The adult respiratory distress syndrome (ARDS) is characterized by pulmonary vasoconstriction as well as accumulation of cells and protein-rich fluid within the lung parenchyma. The mechanisms of these abnormalities are not understood. C3a and C5a, the anaphylatoxin products of complement activation, and formaylated oligopeptide bacterial products (e.g. formyl methionine-leucine-phenylalanine; fMLP) may be important in the development of these abnormalities. In this proposal we will investigate the actions of C3a, C5a, and fMLP on isolated pulmonary artery segments and pulmonary macrophages from rabbits. The specific aims of this project are: 1. To determine if C3a, C5a, their des arg derivatives, or fMLP constrict isolated rabbit pulmonary artery ring segments. We will construct dose- response curves, and evaluate tissue desensitization, synergism, and cross-reactivity between these peptides. 2. To determine through the use of pharmacologic inhibitors if the actions of these peptides are attributable to the release of histamine or arachidonic acid metabolities. 3. To determine the role of endothelium in the actions of these peptides on isolated pulmonary artery segments by testing their effects on segments which have undergone mechanical denuding of endothelium. 4. To identify receptors for these peptides in pulmonary tissues utilizing fluorescent probes for C3a, C5a, and fMLP. 5. To analyze physical parameters, ligand binding characteristics, and functional properties of pulmonary macrophages through the use of multiparameter flow cytometry. These studies will broaden our understanding of cellular and vascular responses to C3a, C5a, and fMLP, and may result in the development of more effective therapeutic modalities for ARDS.

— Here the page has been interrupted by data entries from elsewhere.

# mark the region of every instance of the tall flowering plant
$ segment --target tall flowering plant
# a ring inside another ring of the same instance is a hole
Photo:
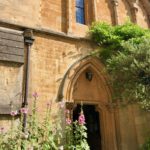
[[[52,122],[51,103],[47,104],[44,121],[38,119],[37,99],[38,94],[33,94],[34,101],[31,114],[28,108],[23,107],[19,111],[11,111],[11,128],[5,131],[0,127],[0,150],[58,150],[61,132],[58,124]],[[28,115],[26,128],[22,126],[24,115]],[[17,120],[16,120],[17,119]],[[16,124],[16,122],[18,122]],[[60,132],[60,133],[58,133]]]

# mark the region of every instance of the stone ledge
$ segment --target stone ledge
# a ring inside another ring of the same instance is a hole
[[[47,34],[47,35],[53,35],[53,36],[59,36],[59,37],[63,37],[66,39],[69,38],[69,39],[73,39],[73,40],[90,41],[90,39],[87,37],[73,36],[70,34],[68,35],[67,33],[64,33],[64,32],[53,31],[50,29],[42,28],[42,27],[24,26],[22,24],[8,21],[5,19],[0,19],[0,26],[12,28],[12,29],[16,29],[16,30],[22,30],[22,31],[24,31],[25,29],[31,29],[34,32],[39,32],[39,33],[43,33],[43,34]]]

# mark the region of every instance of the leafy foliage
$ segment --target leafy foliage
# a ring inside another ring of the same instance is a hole
[[[96,55],[111,76],[114,98],[138,102],[150,109],[150,30],[131,22],[111,26],[94,23],[92,39],[100,46]]]
[[[143,144],[141,150],[150,150],[150,138],[146,140],[146,142]]]

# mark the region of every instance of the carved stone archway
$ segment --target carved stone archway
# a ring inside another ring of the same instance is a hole
[[[87,71],[92,72],[91,81],[86,78]],[[61,94],[66,103],[72,107],[81,101],[83,104],[95,105],[100,115],[102,150],[117,150],[111,88],[100,61],[97,58],[86,57],[75,63],[65,75]]]

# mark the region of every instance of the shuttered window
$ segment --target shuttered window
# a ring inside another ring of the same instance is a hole
[[[85,24],[84,0],[76,0],[76,22]]]

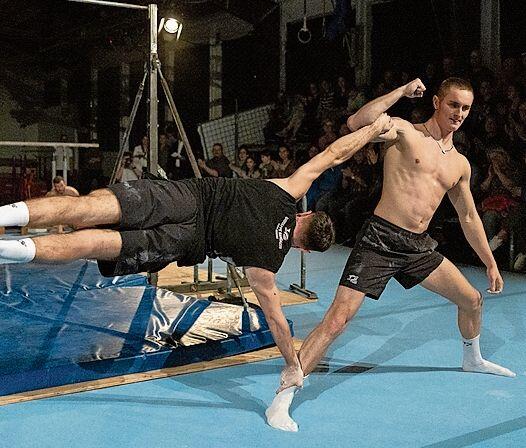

成人呼吸窘迫综合征(ARDS)的特征通过肺血管收缩和细胞积聚和肺实质内富含蛋白质的液体。这个这些异常的机制尚不清楚。C3a和补体激活的过敏性毒素产物C5a，以及甲酰化寡肽细菌产品(例如甲酰蛋氨酸-亮氨酸-苯丙氨酸；fMLP)可能在这些异常的发展。在本提案中，我们将研究补体C3a、C5a和fMLP在体外培养中的作用肺动脉节段和肺巨噬细胞兔子。这个项目的具体目标是：1.确定是否 C3a、C5a、它们的Des Arg衍生物或fMLP收缩隔离兔肺动脉环节段。我们将构建剂量- 反应曲线，并评估组织脱敏，协同作用，以及这些多肽之间的交叉反应。2.确定通过使用药物抑制剂，如果这些药物的作用多肽可归因于组胺或花生四烯酸代谢。3.确定血管内皮细胞在这些多肽对血管内皮细胞的作用通过测试其对节段的影响来确定肺动脉节段它们已经接受了内皮的机械剥离。4.至在肺组织中识别这些多肽的受体 C3a、C5a和fMLP的荧光探针。5.分析物理参数、配体结合特性和官能团肺巨噬细胞的特性多参数流式细胞术。这些研究将拓宽我们的了解细胞和血管对C3a、C5a和 FMLP，并可能导致开发出更有效的 ARDS的治疗方式。